Articles

Pervasiveness of HLA allele-specific expression loss across tumor types

Filip, Ioan; Wang, Anqi; Kravets, Oleksandr; Orenbuch, Rose; Zhao, Junfei; Perea-Chamblee, Tomin E.; Manji, Gulam A.; López de Maturana, Evangelina; Malats, Núria; Olive, Kenneth P.; Rabadan, Raul

Background
Efficient presentation of mutant peptide fragments by the human leukocyte antigen class I (HLA-I) genes is necessary for immune-mediated killing of cancer cells. According to recent reports, patient HLA-I genotypes can impact the efficacy of cancer immunotherapy, and the somatic loss of HLA-I heterozygosity has been established as a factor in immune evasion.

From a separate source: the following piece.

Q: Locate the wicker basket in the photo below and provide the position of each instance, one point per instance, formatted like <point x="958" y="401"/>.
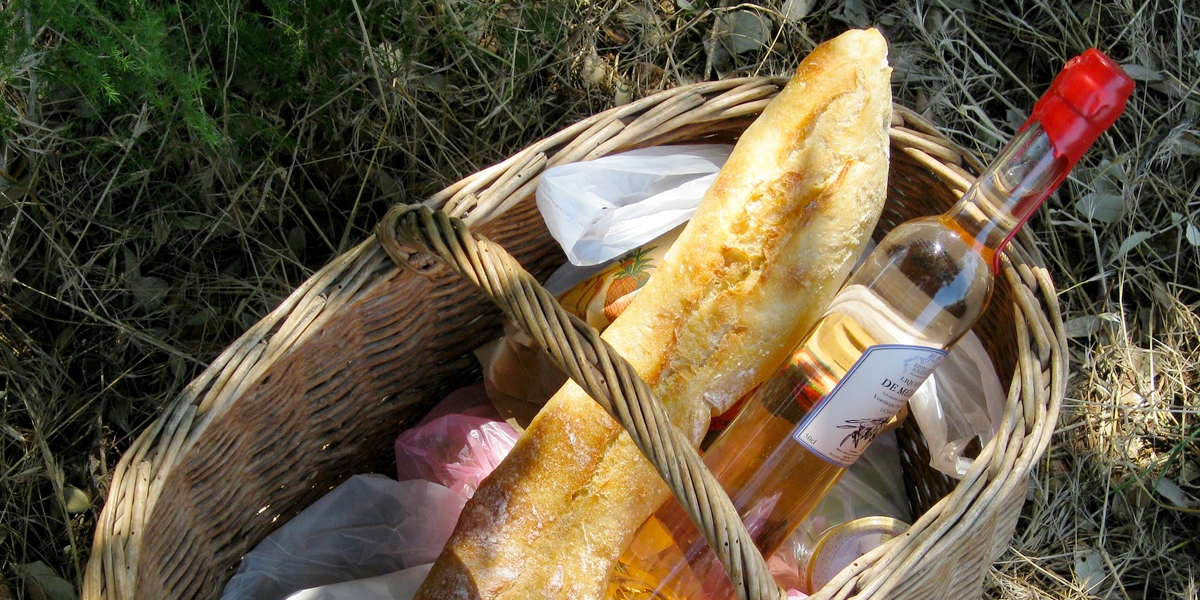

While global deregulated expression of HLA-I has also been reported in different tumor types, the role of HLA-I allele-specific expression loss — that is, the preferential RNA expression loss of specific HLA-I alleles — has not been fully characterized in cancer.
Methods
Here, we use RNA and whole-exome sequencing data to quantify HLA-I allele-specific expression (ASE) in cancer using our novel method arcasHLA-quant.
Results
We show that HLA-I ASE loss in at least one of the three HLA-I genes is a pervasive phenomenon across TCGA tumor types. In pancreatic adenocarcinoma, tumor-specific HLA-I ASE loss is associated with decreased overall survival specifically in the basal-like subtype, a finding that we validated in an independent cohort through laser-capture microdissection. Additionally, we show that HLA-I ASE loss is associated with poor immunotherapy outcomes in metastatic melanoma through retrospective analyses.
Conclusions
Together, our results highlight the prevalence of HLA-I ASE loss and provide initial evidence of its clinical significance in cancer prognosis and immunotherapy treatment.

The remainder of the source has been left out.